Furthermore, as will be described herein, modules may also be implemented as a combination of software and one or more hardware devices. For instance, a module may be embodied in the combination of a software executable code stored on a memory device. In a further example, a module may be the combination of a processor that operates on a set of operational data. Still further, a module may be implemented in the combination of an electronic signal communicated via transmission circuitry.

As noted above, some of the embodiments may be embodied in hardware. The hardware may be referenced as a hardware element. In general, a hardware element may refer to any hardware structures arranged to perform certain operations. In one embodiment, for example, the hardware elements may include any analog or digital electrical or electronic elements fabricated on a substrate. The fabrication may be performed using silicon-based integrated circuit (IC) techniques, such as complementary metal oxide semiconductor (CMOS), bipolar, and bipolar CMOS (BiCMOS) techniques, for example. Examples of hardware elements may include processors, microprocessors, circuits, circuit elements (e.g., transistors, resistors, capacitors, inductors, and so forth), integrated circuits, application specific integrated circuits (ASIC), programmable logic devices (PLD), digital signal processors (DSP), field programmable gate array (FPGA), logic gates, registers, semiconductor device, chips, microchips, chip sets, and so forth. The embodiments are not limited in this context.

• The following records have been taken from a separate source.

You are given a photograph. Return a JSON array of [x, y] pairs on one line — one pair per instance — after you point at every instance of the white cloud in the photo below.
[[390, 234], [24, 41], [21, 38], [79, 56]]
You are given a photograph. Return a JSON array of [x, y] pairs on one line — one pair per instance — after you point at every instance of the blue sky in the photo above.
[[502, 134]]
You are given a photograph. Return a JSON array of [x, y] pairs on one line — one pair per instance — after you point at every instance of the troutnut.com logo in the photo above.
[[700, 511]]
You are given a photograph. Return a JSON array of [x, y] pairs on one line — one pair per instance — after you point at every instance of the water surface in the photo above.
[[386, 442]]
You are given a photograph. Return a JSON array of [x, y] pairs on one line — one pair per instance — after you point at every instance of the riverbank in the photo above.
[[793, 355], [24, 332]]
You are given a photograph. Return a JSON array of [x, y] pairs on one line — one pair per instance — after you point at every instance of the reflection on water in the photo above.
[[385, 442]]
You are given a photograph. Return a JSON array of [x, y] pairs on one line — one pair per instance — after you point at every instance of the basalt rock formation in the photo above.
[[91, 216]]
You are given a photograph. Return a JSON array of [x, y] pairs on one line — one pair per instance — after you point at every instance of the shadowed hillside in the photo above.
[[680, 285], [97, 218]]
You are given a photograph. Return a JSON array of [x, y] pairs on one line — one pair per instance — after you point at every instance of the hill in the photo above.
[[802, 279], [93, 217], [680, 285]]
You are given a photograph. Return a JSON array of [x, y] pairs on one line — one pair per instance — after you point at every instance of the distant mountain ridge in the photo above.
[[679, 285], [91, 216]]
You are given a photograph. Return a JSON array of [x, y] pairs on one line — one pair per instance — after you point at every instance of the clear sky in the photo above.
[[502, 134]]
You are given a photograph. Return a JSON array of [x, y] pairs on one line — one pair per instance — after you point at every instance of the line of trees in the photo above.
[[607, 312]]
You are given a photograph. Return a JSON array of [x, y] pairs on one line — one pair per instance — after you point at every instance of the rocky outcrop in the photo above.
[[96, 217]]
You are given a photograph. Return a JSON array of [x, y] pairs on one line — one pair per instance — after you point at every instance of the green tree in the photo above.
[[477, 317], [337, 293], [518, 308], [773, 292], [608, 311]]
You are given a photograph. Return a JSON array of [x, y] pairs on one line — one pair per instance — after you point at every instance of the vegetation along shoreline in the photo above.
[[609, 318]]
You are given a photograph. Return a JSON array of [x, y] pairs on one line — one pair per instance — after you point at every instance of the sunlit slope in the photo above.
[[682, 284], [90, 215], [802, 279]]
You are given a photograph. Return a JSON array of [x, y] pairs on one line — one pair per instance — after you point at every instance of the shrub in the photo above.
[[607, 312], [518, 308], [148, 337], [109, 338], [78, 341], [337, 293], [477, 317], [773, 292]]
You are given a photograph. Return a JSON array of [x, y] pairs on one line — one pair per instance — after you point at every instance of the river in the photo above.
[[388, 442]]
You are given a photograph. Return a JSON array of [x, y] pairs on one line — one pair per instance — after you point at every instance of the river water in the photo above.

Also noted above, some embodiments may be embodied in software. The software may be referenced as a software element. In general, a software element may refer to any software structures arranged to perform certain operations. In one embodiment, for example, the software elements may include program instructions and/or data adapted for execution by a hardware element, such as a processor. Program instructions may include an organized list of commands comprising words, values or symbols arranged in a predetermined syntax, that when executed, may cause a processor to perform a corresponding set of operations.

For example, an implementation of exemplary computer system 104 (FIG. 1) may be stored on or transmitted across some form of computer readable media. Computer readable media can be any available media that can be accessed by a computer. By way of example, and not limitation, computer readable media may comprise “computer storage media” and “communications media.”

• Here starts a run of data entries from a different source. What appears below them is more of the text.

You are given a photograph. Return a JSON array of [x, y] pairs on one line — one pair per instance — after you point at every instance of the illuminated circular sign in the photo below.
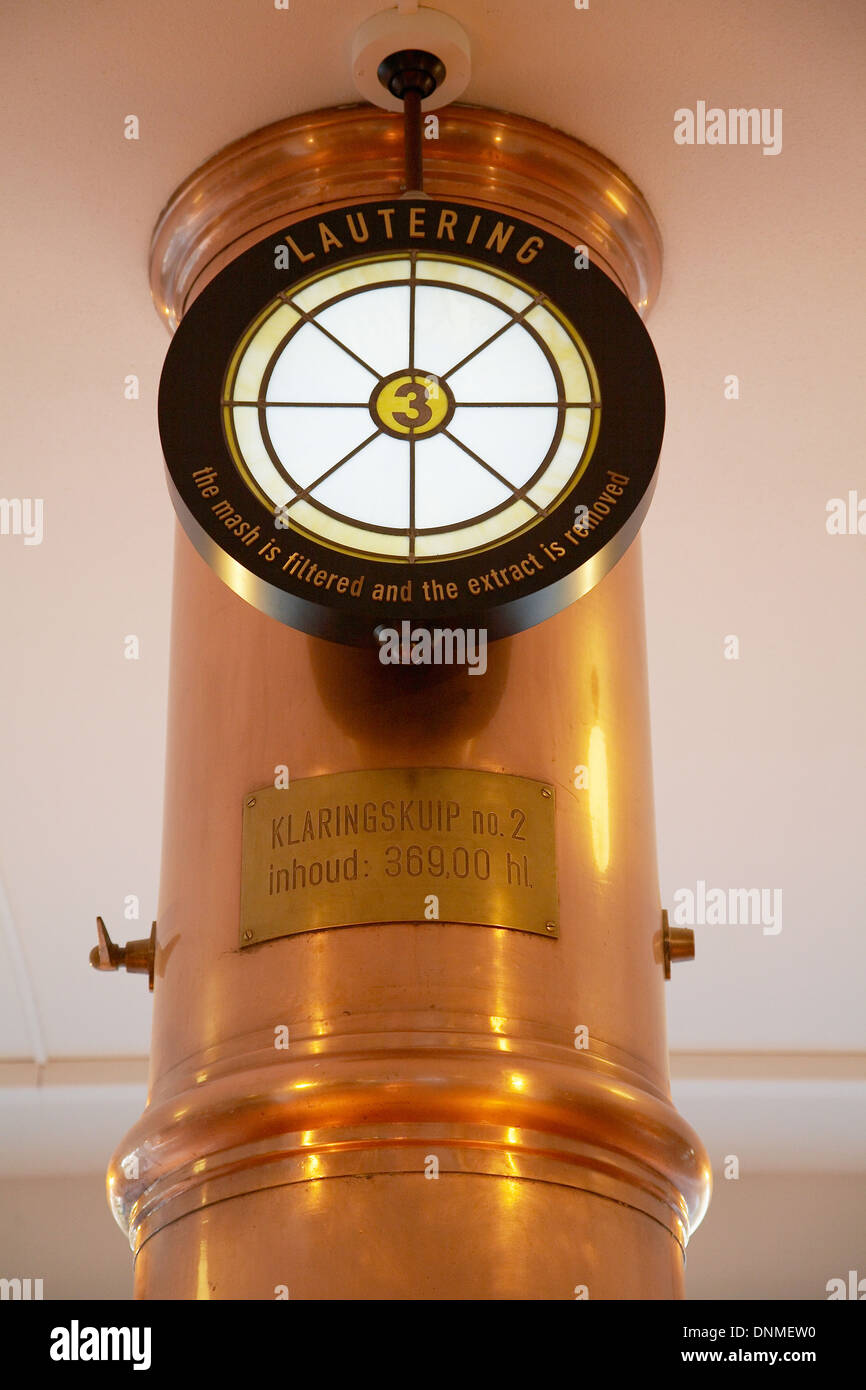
[[412, 410]]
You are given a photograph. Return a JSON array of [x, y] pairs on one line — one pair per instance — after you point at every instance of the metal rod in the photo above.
[[412, 135]]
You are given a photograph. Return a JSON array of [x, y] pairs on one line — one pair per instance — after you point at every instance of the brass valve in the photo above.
[[136, 957], [677, 943]]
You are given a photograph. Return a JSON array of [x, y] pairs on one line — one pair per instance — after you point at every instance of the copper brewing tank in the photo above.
[[563, 1171]]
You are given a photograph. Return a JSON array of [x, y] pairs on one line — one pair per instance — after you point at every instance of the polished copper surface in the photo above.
[[530, 1073], [344, 154]]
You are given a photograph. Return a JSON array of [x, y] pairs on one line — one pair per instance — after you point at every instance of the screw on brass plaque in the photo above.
[[399, 845], [136, 957]]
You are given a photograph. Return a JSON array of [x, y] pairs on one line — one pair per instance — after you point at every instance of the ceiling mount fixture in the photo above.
[[412, 75], [395, 35]]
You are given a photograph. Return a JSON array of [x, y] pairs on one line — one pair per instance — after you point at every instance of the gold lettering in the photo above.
[[530, 249], [501, 236], [387, 213], [298, 250], [328, 239], [448, 220]]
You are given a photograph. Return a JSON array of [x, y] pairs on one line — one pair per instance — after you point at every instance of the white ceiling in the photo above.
[[759, 763]]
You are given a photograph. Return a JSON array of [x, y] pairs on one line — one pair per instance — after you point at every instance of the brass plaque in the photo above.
[[403, 844]]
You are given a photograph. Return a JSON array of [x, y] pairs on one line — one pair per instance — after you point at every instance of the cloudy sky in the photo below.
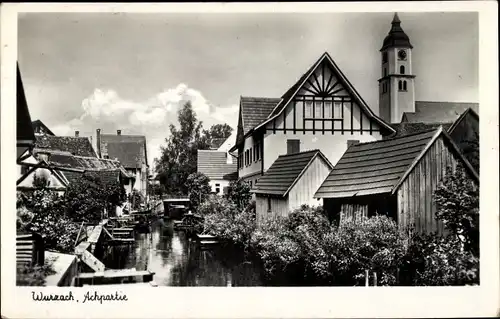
[[84, 71]]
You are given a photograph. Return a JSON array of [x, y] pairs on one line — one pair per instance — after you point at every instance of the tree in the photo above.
[[199, 189], [44, 212], [88, 195], [457, 201], [219, 131], [239, 194], [178, 158]]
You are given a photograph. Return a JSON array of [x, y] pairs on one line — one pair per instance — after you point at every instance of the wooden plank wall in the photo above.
[[415, 195], [353, 211], [29, 249]]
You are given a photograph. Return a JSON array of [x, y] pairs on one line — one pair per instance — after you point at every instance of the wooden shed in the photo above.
[[396, 177], [290, 182]]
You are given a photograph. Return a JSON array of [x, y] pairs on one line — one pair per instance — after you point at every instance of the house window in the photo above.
[[337, 110], [24, 169], [309, 109], [317, 109], [293, 146], [328, 110]]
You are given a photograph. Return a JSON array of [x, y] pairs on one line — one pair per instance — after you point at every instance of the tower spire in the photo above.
[[396, 20]]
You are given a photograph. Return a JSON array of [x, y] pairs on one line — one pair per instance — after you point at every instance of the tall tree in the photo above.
[[178, 158]]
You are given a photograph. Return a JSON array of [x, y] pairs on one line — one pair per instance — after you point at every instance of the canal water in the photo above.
[[178, 261]]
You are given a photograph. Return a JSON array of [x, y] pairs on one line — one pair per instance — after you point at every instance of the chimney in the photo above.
[[98, 142], [352, 142], [43, 156]]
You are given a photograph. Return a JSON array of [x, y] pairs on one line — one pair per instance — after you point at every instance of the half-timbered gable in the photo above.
[[321, 111], [253, 111], [396, 177]]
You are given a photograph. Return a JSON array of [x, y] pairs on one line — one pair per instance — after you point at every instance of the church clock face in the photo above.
[[402, 54]]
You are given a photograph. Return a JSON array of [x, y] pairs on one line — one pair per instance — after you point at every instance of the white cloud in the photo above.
[[105, 109]]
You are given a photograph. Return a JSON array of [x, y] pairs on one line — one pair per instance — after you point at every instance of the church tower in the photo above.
[[397, 83]]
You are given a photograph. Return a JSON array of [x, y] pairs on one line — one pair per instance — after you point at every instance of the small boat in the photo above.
[[189, 222]]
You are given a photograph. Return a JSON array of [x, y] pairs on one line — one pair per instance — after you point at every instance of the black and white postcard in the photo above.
[[250, 160]]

“Computer-readable storage device” includes volatile and non-volatile, removable and non-removable computer storable media implemented in any method or technology for storage of information such as computer readable instructions, data structures, program modules, or other data. Computer storage device includes, but is not limited to, RAM, ROM, EEPROM, flash memory or other memory technology, CD-ROM, digital versatile disks (DVD) or other optical storage, magnetic cassettes, magnetic tape, magnetic disk storage or other magnetic storage devices, or any other medium which can be used to store the desired information and which can be accessed by a computer.

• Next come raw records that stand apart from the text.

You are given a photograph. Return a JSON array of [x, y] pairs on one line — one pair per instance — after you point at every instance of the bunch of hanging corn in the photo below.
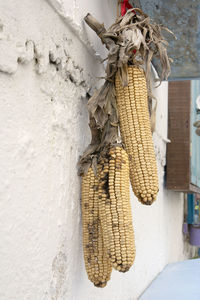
[[135, 128], [108, 237]]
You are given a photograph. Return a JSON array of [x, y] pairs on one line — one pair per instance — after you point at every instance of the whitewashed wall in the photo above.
[[49, 61]]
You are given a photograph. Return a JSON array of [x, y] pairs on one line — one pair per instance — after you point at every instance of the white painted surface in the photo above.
[[43, 130]]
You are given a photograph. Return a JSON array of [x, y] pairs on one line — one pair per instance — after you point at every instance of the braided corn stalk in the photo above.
[[115, 209], [135, 128], [97, 263]]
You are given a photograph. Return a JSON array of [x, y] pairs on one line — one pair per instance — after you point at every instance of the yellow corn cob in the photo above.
[[97, 263], [115, 209], [132, 105]]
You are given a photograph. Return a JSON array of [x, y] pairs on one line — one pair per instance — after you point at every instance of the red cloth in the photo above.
[[125, 5]]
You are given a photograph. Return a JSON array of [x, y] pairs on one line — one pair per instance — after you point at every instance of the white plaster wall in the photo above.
[[49, 62]]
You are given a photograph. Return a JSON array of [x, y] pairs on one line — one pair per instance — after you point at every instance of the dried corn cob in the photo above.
[[132, 104], [97, 263], [115, 209]]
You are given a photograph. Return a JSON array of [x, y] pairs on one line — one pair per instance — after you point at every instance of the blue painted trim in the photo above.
[[190, 208]]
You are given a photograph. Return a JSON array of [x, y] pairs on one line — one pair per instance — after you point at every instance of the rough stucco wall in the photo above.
[[47, 72]]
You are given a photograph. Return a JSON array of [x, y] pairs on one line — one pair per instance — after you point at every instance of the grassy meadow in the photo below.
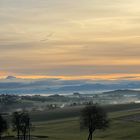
[[123, 126]]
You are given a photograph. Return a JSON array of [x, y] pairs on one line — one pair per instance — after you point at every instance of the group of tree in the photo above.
[[94, 117], [20, 123]]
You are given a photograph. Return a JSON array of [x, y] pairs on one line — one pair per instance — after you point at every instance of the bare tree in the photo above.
[[16, 119], [21, 124], [3, 126], [25, 125], [93, 117]]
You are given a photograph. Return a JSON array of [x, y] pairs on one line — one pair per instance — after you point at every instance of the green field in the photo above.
[[69, 128], [64, 124]]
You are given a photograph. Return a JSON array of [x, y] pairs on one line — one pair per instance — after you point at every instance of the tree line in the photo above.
[[21, 124]]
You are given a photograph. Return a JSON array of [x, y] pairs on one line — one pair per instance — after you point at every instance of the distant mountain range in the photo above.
[[12, 85]]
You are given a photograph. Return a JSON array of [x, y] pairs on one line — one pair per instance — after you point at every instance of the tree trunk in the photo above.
[[18, 134]]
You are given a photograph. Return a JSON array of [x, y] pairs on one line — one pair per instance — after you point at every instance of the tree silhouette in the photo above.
[[3, 126], [16, 123], [21, 124], [25, 125], [93, 117]]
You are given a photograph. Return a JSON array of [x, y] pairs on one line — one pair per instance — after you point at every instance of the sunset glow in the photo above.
[[98, 39]]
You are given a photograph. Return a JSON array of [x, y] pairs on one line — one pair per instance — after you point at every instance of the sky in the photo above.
[[83, 39]]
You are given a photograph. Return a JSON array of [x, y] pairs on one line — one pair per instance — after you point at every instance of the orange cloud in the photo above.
[[90, 77]]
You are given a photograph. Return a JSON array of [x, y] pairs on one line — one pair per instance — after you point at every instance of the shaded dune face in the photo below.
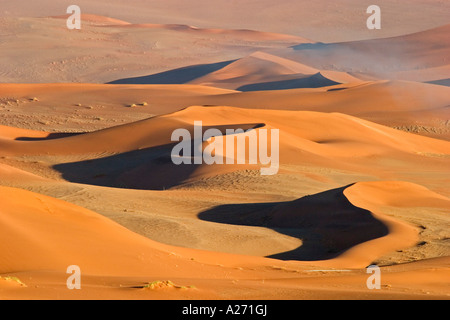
[[327, 223]]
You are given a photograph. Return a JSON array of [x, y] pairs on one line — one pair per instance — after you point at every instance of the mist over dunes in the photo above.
[[87, 131]]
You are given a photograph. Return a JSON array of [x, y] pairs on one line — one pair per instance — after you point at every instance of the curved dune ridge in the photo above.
[[306, 126], [41, 234], [410, 56], [130, 154]]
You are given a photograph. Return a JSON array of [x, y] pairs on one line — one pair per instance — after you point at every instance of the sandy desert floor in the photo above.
[[86, 177]]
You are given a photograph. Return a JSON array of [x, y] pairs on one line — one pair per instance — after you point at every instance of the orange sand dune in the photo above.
[[96, 19], [116, 263], [409, 106], [304, 125], [389, 58], [130, 154]]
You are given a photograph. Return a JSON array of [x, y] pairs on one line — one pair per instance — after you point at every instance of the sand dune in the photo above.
[[409, 106], [404, 57], [106, 49], [130, 261], [88, 173], [258, 71], [286, 16]]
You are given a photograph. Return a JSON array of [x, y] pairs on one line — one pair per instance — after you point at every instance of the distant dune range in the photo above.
[[409, 106], [371, 212]]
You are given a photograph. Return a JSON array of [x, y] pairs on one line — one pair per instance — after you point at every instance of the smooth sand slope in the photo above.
[[324, 20], [106, 49], [404, 57], [115, 262], [409, 106]]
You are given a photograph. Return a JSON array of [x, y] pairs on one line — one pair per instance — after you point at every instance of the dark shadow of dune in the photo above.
[[312, 46], [442, 82], [51, 136], [144, 169], [314, 81], [176, 76], [327, 223]]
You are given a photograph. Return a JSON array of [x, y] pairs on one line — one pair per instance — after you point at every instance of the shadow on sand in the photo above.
[[327, 223]]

“Communication media” typically embodies computer readable instructions, data structures, program modules, or other data in a modulated data signal, such as carrier wave or other transport mechanism. Communication media also includes any information delivery media.

The term “modulated data signal” means a signal that has one or more of its characteristics set or changed in such a manner as to encode information in the signal. By way of example, and not limitation, communication media includes wired media such as a wired network or direct-wired connection, and wireless media such as acoustic, RF, infrared, and other wireless media. Combinations of any of the above are also included within the scope of computer readable media.

It is apparent that there has been provided an approach for analyzing and transmitting environmental sounds. While the invention has been particularly shown and described in conjunction with a preferred embodiment thereof, it will be appreciated that variations and modifications will occur to those skilled in the art. Therefore, it is to be understood that the appended claims are intended to cover all such modifications and changes that fall within the true spirit of the invention.